Crypto ban across the globe has doubled in three years, says report


Even though the year 2021 proved to be a rewarding tear for the cryptocurrency industry where its market performance is concerned, still, the number of jurisdictions that have banned cryptocurrencies has more than doubled since 2018.



The latest report prepared by the Library of Congress (LOC) has recently detailed a list of nine jurisdictions that have notedly applied an absolute ban on cryptocurrencies and an additional 42 that have imposed an implicit ban. The number is up from eight and 15, respectively, back in 2018 when the report had first been published.



The LOC is a research library serving particularly the United States Senate and the national library for the country.



As per the terminology of the LOC report, an absolute ban is understood as any transactions with or holding cryptocurrency being “a criminal act”, whereas an implicit ban refers to the prohibition of cryptocurrency banks, exchanges, and other financial institutions ranging from dealing in cryptocurrencies or offering services to businesses/individuals/owners dealing in crypto.



The nine global jurisdictions that have brought forwards an absolute ban on cryptocurrencies include Iraq, Egypt, Oman, Qatar, Morocco, Algeria, Tunisia, Bangladesh, and China, with China’s crypto ban and subsequent crackdown receiving the utmost attention in 2021.



The dramatic increase in jurisdictions that have banned or regulated cryptocurrency over the past three years has not shown any signs of slowing down as several governments are in the process of currently reviewing their options.



 Besides the 51 jurisdictions having a crypto ban, 103 have applied for anti-money laundering and combatting the funding of terrorism (AML/CFT) laws, in a three-fold increase from the 33 jurisdictions with similar laws in place since 2018.



A financial watchdog in Sweden, the Swedish Environmental Protection Agency, had called for a ban on Proof of Work (PoW) mining in November 2021 due to the power demands plus the environmental costs of keeping these networks running.

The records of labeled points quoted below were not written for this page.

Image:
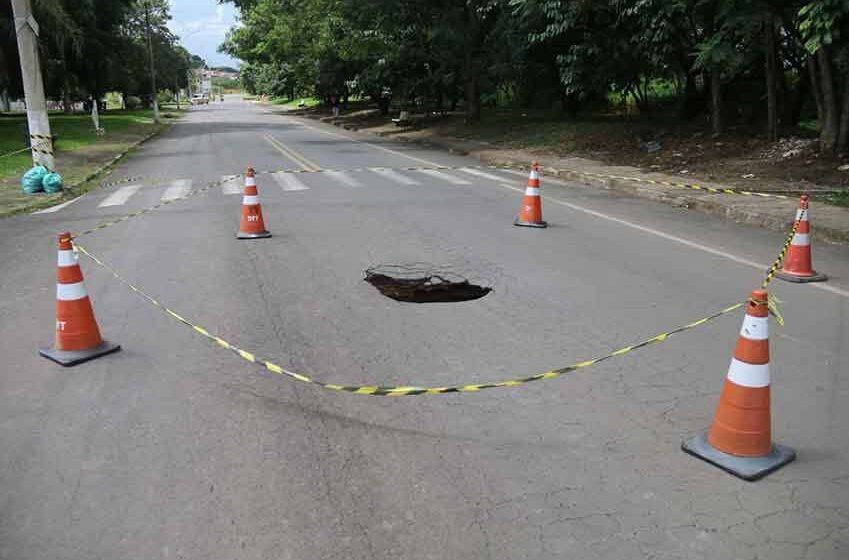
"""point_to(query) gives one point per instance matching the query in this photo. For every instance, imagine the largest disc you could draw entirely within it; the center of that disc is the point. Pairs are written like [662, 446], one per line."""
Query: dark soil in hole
[422, 283]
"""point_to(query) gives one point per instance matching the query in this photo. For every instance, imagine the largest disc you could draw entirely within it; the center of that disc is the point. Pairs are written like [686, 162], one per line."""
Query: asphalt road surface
[176, 448]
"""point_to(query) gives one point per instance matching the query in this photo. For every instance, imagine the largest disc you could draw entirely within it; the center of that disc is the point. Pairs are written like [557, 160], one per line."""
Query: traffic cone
[797, 263]
[77, 335]
[530, 215]
[251, 225]
[740, 439]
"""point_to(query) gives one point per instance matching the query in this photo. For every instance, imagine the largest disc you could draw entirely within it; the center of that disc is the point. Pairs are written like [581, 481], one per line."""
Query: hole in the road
[422, 283]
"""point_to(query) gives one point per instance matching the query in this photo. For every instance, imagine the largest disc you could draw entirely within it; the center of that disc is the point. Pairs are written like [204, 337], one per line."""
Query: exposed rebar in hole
[422, 283]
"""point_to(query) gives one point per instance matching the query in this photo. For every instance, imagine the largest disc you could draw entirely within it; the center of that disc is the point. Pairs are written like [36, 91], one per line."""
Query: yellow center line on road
[292, 154]
[651, 231]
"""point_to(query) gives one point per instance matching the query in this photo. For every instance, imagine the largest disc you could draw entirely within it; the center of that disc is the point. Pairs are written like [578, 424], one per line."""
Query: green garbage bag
[31, 182]
[52, 183]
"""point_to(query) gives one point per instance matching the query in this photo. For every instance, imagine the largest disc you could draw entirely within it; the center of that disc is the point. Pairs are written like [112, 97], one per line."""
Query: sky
[201, 26]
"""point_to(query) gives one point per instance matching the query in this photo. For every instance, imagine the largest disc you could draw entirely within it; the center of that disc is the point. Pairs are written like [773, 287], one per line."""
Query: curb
[112, 161]
[712, 205]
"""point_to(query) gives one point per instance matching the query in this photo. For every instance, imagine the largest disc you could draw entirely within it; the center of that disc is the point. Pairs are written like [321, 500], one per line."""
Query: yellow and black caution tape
[691, 186]
[780, 258]
[404, 390]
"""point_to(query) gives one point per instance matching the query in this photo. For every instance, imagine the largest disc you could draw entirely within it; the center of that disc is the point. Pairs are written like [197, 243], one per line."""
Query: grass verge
[79, 153]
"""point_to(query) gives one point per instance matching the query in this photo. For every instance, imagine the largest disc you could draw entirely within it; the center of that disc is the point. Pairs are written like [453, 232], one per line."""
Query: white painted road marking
[57, 207]
[667, 236]
[444, 177]
[177, 189]
[288, 182]
[344, 178]
[230, 184]
[675, 238]
[397, 177]
[119, 197]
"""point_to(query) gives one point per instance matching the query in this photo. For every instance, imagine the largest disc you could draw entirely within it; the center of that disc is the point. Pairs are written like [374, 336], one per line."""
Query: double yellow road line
[291, 154]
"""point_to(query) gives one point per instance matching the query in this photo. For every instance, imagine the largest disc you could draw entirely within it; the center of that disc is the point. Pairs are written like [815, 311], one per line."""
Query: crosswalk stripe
[288, 182]
[177, 189]
[344, 178]
[230, 184]
[119, 197]
[397, 177]
[444, 177]
[479, 173]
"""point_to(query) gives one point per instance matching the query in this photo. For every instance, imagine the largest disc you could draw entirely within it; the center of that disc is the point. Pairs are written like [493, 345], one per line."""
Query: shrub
[132, 102]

This had been met with harsh criticism from Melanion Capital of Paris, which had regarded the claims against mining as “completely misinformed.”



The Swedish EU neighbour, Estonia, is also set on implementing AML/CFT rules in February 2022. These new rules are bein expected to change the definition of what a virtual asset service provider (VASP) is for applying an implicit ban on decentralized finance (DeFi) and Bitcoin (BTC).



The Indian government had also created a scare when lawmakers in the country had considered a crypto ban last year in 2021. The outcome, although, had not been an outright ban, but a push towards regulating cryptocurrencies as crypto assets, with the Indian Securities and Exchange Board of India (SEBI) overseeing the regulation of local crypto exchanges.